Sementara anak-anak memanfaatkan fasilitas itu, saya hanya menunggu mereka di kolam. Namun rupanya anak-anak tidak puas. Mereka mendorong-dorong saya untuk ikut naik tangga dan ikut merosot bersama mereka. Tentu saja saya tidak mau. Entahlah!. Walaupun saat kecil saya paling senang bermain prosotan, namun sekarang saya merasa sudah tidak jamannya lagi untuk bermain prosotan air. Terutama karena bertahun tahun memang sudah tak pernah melakukannya lagi.
Pertama, mungkin dari faktor usia. Jelas-jelas tidak muda lagi. Tentu agak aneh jika ada ibu-ibu seusia saya masih main prosotan air. Apa kata dunia?

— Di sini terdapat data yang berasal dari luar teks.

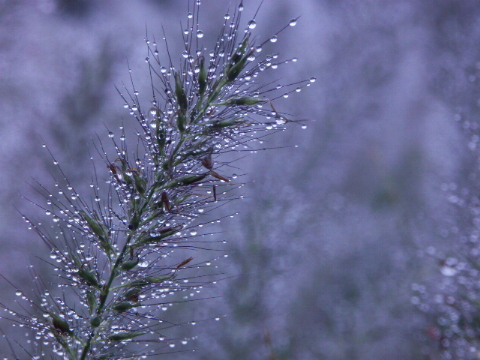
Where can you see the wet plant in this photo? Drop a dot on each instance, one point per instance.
(124, 256)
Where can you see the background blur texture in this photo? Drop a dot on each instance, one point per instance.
(333, 234)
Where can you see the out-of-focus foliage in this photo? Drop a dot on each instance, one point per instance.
(330, 242)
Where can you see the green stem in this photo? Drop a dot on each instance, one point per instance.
(105, 292)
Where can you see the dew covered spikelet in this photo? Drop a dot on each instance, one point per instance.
(123, 254)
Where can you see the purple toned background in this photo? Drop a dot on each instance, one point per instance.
(333, 232)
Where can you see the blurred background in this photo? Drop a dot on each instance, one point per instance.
(340, 226)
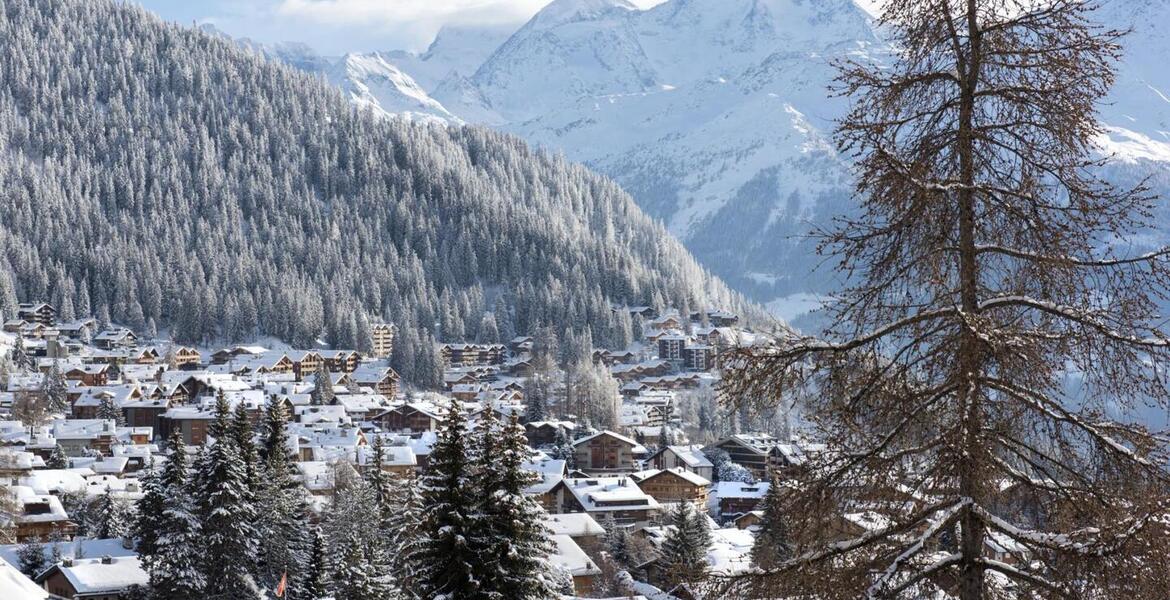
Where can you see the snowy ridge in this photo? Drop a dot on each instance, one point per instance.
(716, 117)
(376, 84)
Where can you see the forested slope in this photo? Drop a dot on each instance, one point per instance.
(156, 173)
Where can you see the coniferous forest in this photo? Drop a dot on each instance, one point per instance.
(158, 177)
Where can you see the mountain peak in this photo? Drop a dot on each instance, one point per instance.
(561, 12)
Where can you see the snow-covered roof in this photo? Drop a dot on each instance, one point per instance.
(735, 489)
(570, 557)
(13, 584)
(573, 524)
(679, 471)
(90, 576)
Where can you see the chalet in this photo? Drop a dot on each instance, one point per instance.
(749, 519)
(90, 399)
(398, 460)
(688, 457)
(148, 412)
(452, 379)
(104, 578)
(95, 374)
(116, 338)
(466, 392)
(737, 497)
(749, 450)
(521, 344)
(267, 363)
(580, 526)
(472, 354)
(36, 312)
(786, 460)
(605, 497)
(572, 559)
(674, 485)
(382, 379)
(304, 363)
(546, 433)
(39, 516)
(192, 422)
(185, 357)
(669, 321)
(383, 335)
(77, 329)
(413, 418)
(697, 358)
(221, 357)
(360, 407)
(722, 318)
(670, 347)
(521, 367)
(341, 360)
(606, 452)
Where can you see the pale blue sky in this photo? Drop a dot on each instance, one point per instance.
(339, 26)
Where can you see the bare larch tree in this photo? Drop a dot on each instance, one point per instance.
(979, 391)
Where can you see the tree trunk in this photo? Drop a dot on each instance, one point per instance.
(969, 361)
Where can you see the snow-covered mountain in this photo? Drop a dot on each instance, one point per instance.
(710, 112)
(376, 84)
(715, 114)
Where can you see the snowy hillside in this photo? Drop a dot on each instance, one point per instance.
(716, 117)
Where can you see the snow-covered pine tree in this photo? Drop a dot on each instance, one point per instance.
(32, 559)
(355, 535)
(445, 560)
(617, 542)
(57, 460)
(405, 531)
(144, 529)
(316, 572)
(245, 439)
(382, 482)
(56, 390)
(108, 409)
(111, 517)
(521, 544)
(284, 530)
(322, 387)
(683, 553)
(227, 518)
(176, 561)
(773, 545)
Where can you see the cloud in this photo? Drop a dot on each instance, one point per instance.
(360, 13)
(339, 26)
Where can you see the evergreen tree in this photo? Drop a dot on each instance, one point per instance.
(32, 559)
(772, 544)
(111, 517)
(226, 516)
(57, 460)
(446, 560)
(283, 526)
(683, 554)
(405, 531)
(322, 387)
(380, 481)
(520, 543)
(145, 526)
(108, 409)
(174, 560)
(357, 574)
(56, 390)
(316, 577)
(20, 357)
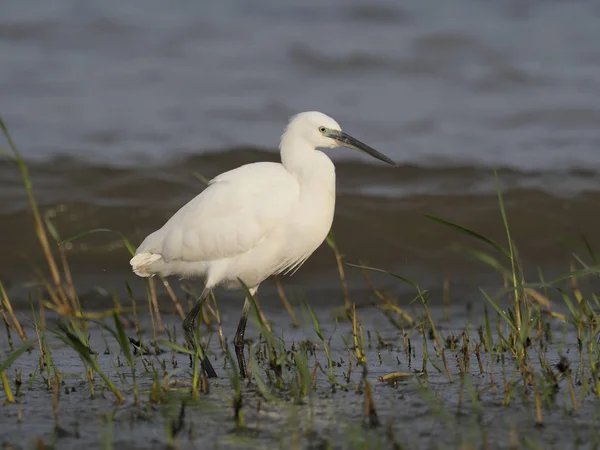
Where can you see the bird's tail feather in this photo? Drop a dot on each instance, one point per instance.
(141, 263)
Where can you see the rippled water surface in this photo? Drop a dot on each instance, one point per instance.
(116, 106)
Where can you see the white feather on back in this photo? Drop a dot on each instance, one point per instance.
(231, 216)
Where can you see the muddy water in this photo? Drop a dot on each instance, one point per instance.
(438, 416)
(115, 107)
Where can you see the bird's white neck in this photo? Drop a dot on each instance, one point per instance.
(303, 160)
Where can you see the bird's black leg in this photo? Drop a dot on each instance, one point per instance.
(189, 328)
(238, 340)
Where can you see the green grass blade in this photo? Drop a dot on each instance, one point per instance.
(15, 355)
(470, 233)
(126, 241)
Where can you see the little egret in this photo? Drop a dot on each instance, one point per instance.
(252, 222)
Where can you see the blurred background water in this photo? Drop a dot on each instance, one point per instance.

Kedua dari faktor berat dan ukuran badan. Saya membayangkan, jika ikut merosot di sana, tentu saya akan bergedebum jatuh di air dan anak saya akan tertawa dan segera meledek “ Wahhh…ada kuda nil yang jatuh di air!!!. Awas kolamnya kering karena airnya tumpah semua ha ha ha”. Persis seperti yang dikisahkan oleh Barney dalam salah satu DVDnya, dimana saat Barney sang dinosaurus nyebur ke kolam renang , airnya tumpah sampai habis. Saya ingat anak-anak saya tertawa terbahak-bahak saat menonton adegan itu ketika mereka kecil.

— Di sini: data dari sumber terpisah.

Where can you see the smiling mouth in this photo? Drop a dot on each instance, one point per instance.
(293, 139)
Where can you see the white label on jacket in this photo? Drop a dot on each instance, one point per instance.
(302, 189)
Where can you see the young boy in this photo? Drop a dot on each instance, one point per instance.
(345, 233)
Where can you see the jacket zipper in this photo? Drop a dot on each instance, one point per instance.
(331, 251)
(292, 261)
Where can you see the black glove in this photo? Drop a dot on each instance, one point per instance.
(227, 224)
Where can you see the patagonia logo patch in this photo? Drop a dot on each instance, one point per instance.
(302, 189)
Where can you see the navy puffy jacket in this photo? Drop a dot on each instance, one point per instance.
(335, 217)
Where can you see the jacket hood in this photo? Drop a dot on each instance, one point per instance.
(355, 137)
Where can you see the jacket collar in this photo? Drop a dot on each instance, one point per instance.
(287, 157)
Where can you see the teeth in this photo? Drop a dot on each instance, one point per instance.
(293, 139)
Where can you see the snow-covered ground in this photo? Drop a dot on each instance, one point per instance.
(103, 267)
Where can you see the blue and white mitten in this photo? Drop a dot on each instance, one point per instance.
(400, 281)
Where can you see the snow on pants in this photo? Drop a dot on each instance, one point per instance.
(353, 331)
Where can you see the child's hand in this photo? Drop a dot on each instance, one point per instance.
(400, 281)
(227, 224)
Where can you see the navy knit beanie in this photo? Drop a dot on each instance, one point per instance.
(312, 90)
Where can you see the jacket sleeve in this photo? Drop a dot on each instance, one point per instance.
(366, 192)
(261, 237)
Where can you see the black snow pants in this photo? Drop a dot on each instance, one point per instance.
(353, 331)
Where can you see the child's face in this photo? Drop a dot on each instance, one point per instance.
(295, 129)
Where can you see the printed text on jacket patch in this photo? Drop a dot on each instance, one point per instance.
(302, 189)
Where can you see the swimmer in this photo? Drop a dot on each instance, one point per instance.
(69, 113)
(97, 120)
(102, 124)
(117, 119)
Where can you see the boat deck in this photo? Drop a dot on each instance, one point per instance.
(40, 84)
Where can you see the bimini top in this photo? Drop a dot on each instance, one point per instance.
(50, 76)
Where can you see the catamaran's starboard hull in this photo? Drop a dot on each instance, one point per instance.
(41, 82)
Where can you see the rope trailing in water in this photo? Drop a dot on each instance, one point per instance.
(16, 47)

Dan faktor yang ketiga dan paling serius diantaranya, adalah faktor kekhawatiran saya. Terus terang saya khawatir untuk merasakan sensasi ‘tergelincir’ saat badan menyentuh lantai perosotan yang licin oleh air. Saya khawatir jika kepala saya terbentur dinding perosotan. Saya juga bingung, bagaimana sebaiknya saya menempatkan kaki saya.Lurus atau ditekuk atau setengah ditekuk. Bagaimana caranya memastikan bahwa pada saat mendarat di dasar kolam atau di air, saya bisa langsung berdiri tegak, atau duduk atau apalah posisi yang aman. Saya khawatir tegelincir. Saya khawatir kaki saya cedera.

Dengan semua kekhawatiran itu akhirnya saya menolak ajakan anak saya untuk bermain prosotan. Namun kedua anak saya rupanya memang memiliki bakat negosiasi yang tangguh. Mereka terus mendorong dan membujuk saya untuk ikut bermain prosotan. Mulai dari bujukan yang meringankan “Ayo, Ma. Merosot saja. Gampang kok!” , lalu bujukan yang menghibur “ Ayo, Ma. Banyak Mama lain yang juga gendut, tapi kan mereka juga tetap bisa bermain bersama anaknya”, hingga bujukan yang memanas-manasi seperti “Ayo, Ma. Masa sama anak kecil saja kalah”. Semua dilakukannya. Saya tetap tidak mau.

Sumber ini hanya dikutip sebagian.